Now this does not mean that they can be saved apart from Christ. Rather it means that the benefits of Christ's sacrifice can be applied to them without their conscious knowledge of Christ. They would be like people in the Old Testament before Jesus came who had no conscious knowledge of Christ but who were saved on the basis of his sacrifice through their response to the information that God had revealed to them. And, thus, salvation is truly available to all persons at all times. It all depends upon our free response.
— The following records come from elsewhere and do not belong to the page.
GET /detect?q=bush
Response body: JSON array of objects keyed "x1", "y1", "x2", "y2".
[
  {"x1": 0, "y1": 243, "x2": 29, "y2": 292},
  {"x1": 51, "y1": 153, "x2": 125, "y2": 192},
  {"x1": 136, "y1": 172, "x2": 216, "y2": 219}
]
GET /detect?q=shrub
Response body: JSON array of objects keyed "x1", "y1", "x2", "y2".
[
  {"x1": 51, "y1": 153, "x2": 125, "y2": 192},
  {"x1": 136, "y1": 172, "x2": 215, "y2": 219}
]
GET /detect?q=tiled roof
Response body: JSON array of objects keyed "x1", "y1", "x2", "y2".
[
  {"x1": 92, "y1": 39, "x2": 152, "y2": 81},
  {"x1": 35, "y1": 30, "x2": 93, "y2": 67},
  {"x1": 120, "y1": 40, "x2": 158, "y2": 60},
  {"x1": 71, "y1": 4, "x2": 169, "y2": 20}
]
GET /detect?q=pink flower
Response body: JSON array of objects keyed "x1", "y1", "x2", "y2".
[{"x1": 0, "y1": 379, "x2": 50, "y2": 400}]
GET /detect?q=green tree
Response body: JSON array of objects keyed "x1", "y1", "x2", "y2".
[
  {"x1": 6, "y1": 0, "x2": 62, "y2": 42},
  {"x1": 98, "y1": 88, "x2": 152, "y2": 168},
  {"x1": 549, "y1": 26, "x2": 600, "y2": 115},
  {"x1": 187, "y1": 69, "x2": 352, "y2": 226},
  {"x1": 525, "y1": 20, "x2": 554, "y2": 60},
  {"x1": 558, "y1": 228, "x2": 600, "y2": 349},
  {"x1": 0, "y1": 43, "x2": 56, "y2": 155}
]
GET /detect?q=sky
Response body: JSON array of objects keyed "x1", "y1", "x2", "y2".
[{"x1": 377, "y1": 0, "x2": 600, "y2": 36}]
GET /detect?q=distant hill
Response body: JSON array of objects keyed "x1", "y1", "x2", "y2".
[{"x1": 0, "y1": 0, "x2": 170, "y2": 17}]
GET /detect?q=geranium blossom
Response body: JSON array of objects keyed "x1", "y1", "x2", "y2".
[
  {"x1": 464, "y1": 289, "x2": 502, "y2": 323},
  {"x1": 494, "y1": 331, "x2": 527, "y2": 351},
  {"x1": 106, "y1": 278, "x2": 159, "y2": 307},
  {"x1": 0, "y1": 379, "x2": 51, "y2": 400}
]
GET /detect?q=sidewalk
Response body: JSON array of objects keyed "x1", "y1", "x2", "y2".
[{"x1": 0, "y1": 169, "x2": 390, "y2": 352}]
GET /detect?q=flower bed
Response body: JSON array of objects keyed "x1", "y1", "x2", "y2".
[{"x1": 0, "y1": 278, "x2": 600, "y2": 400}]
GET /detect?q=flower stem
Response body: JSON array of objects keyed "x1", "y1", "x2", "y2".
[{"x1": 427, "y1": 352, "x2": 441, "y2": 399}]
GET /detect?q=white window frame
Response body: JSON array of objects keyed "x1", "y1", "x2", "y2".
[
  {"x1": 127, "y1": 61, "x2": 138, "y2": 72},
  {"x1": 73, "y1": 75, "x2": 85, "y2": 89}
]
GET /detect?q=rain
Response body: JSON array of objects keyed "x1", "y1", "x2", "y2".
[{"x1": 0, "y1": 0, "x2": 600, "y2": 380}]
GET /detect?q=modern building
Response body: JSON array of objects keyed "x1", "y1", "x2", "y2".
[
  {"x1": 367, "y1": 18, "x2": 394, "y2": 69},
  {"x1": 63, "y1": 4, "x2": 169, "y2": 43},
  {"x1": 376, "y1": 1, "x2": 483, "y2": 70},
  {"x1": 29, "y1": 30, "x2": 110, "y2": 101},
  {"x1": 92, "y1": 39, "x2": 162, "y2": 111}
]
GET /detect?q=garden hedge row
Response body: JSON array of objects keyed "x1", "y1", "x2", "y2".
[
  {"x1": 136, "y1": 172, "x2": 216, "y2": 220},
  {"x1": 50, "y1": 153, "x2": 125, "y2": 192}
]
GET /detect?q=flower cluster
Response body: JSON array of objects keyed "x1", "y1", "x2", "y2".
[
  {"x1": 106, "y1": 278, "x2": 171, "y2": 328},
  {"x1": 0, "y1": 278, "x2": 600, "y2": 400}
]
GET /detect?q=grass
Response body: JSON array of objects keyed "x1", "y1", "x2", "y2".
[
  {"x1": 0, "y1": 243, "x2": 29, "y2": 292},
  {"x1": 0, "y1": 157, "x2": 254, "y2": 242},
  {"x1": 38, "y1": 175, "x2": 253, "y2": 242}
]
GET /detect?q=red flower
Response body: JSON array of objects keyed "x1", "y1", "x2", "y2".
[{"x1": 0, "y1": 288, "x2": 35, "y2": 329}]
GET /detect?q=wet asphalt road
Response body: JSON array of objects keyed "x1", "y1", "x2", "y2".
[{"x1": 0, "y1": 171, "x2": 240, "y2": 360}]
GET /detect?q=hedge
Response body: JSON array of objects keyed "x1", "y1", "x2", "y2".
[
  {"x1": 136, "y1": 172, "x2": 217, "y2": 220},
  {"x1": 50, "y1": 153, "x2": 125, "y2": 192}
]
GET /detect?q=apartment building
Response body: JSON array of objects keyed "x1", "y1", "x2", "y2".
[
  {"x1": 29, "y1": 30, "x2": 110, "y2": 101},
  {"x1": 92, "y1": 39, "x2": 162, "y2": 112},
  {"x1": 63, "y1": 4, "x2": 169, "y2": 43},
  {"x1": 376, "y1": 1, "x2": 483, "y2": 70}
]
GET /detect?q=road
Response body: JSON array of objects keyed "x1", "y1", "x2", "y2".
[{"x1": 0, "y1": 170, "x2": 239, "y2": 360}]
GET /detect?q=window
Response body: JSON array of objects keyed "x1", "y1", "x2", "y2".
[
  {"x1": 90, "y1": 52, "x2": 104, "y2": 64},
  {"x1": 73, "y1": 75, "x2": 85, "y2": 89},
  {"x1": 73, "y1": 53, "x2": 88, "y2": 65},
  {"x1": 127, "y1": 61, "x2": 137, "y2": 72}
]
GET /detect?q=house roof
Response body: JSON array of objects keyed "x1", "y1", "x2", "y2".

No Christian likes the doctrine of hell. I truly wish with all my heart that universal salvation were true. But to pretend that people are not sinful and in need of salvation would be as cruel and deceptive as pretending that somebody was healthy even though you knew that he had a fatal disease for which you knew the cure. The issue before us today is not therefore whether we like the doctrine of hell; the issue is whether the doctrine is possibly true. I've argued that no inconsistency exists between the Christian conceptions of God and hell. If Dr. Bradley is to maintain that they are inconsistent, then the burden of proof rests upon his shoulders.
{1} O. A. Curtis, The Christian Faith, p. 325.